アルフレッド大王と焦げたケーキ

アルフレッド大王(在位871~899年)。まだイングランドがいくつかのアングロサクソンの小王国に分かれていた時代、イングランドの南西部ウェセックス王国(首都ウィンチェスター)に君臨した王様です。他の王国が、次々とバイキング(デーン人)の襲撃に敗れていく中、最後に踏みとどまるのが、このアルフレッド大王のウェセックス。彼と、彼の子孫達が、後のイングランドの母体を作ることとなります。

父王エゼルウルフの第5男であったため、子供の頃は、王座はつがないものとして、軍事の他にも、学問にかなり力を入れ、ローマへ趣きローマ法王に謁見する経験もし。ところが、次々と兄達が死に、気が付くと、王様となっていた人です。王となっても学問を重んじ、行政にも賢明であったというのは、この幼少時の影響だと言われています。

さて、アルフレッド大王というと、ケーキを焦がして怒られてしまう逸話が有名ですので、ここで紹介しておきます。

バイキング(デーン人)たちは、キリスト教のイングランドの王国の祝日などを熟知しており、お祭り騒ぎの時に、不意打ちを掛けてくる、というちょこざいな手段を良く使っていました。877年、アルフレッド大王は、現ウィルトシャー州のチップナムでクリスマスを祝っている時に、デーン人の一大襲撃を受けるのです。この襲撃を、命からがら逃れ、側近の者達と、現サマセット州アセルニー周辺の沼地に逃れたアルフレッド大王。手作りいかだで、沼地の間を移動し、百姓の様に身をやつした姿で隠れ、デーン人から逃れる生活をしばし続けます。

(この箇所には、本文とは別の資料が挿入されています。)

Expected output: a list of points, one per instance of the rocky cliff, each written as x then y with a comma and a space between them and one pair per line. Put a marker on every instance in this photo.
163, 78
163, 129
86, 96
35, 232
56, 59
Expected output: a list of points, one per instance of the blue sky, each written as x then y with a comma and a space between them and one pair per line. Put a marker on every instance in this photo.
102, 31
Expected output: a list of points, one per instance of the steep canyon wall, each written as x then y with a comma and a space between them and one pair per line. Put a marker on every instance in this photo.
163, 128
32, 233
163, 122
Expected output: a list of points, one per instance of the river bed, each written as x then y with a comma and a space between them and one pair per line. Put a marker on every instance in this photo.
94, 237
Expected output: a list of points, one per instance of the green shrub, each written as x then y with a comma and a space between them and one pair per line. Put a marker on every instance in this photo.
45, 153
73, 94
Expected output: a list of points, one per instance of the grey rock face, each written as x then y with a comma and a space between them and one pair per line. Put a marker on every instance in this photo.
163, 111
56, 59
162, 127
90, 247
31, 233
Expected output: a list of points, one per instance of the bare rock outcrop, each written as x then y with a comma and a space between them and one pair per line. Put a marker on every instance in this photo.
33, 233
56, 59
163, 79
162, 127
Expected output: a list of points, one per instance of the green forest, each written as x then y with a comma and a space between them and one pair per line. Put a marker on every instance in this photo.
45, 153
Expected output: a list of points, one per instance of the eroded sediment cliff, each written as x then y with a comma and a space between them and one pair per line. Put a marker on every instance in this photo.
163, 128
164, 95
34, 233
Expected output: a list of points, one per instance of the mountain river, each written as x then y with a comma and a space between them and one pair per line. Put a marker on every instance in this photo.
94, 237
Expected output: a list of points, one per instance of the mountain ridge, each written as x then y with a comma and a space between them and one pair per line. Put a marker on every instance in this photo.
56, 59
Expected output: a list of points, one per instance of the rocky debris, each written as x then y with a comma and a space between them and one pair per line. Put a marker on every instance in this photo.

この、デーン人から身を守るための、サマセットでの隠遁期間、アルフレッドは沼地の間のとある家で休憩させてもらう事を頼むのです。この家のおかみさんは、アルフレッドを室内に招き、かわりに、自分が井戸へ行く間に、焼いているケーキが焦げないように、見ていて欲しいと頼む。おかみさんが留守の間、アルフレッドは、火の前で、「いかにして、デーン人をやっつけようか・・・」と思いにふけり、ケーキの事など忘れてしまった。そして、おかみさんが、家へ戻ってみると、白昼夢にふける客人の前で、真っ黒に焦げたケーキが煙を上げていたわけです。怒ったおかみさん、アルフレッド大王を一喝。ほうきを振り上げて、王をたたいた、という説もあります。やがて、アルフレッドのお供たちが現れ、アルフレッドがウェセックスの王だとわかると、おかみさん、ひざまづいて、王の許しを請うのですが、それは、アルフレッド大王の事、「信頼を破った私が悪かった。そなたが怒ったのは当然である。」と太っ腹なところを見せて、お供たちと去っていくのです。当然、こういう逸話は、本当の話かどうかは定かでありませんが。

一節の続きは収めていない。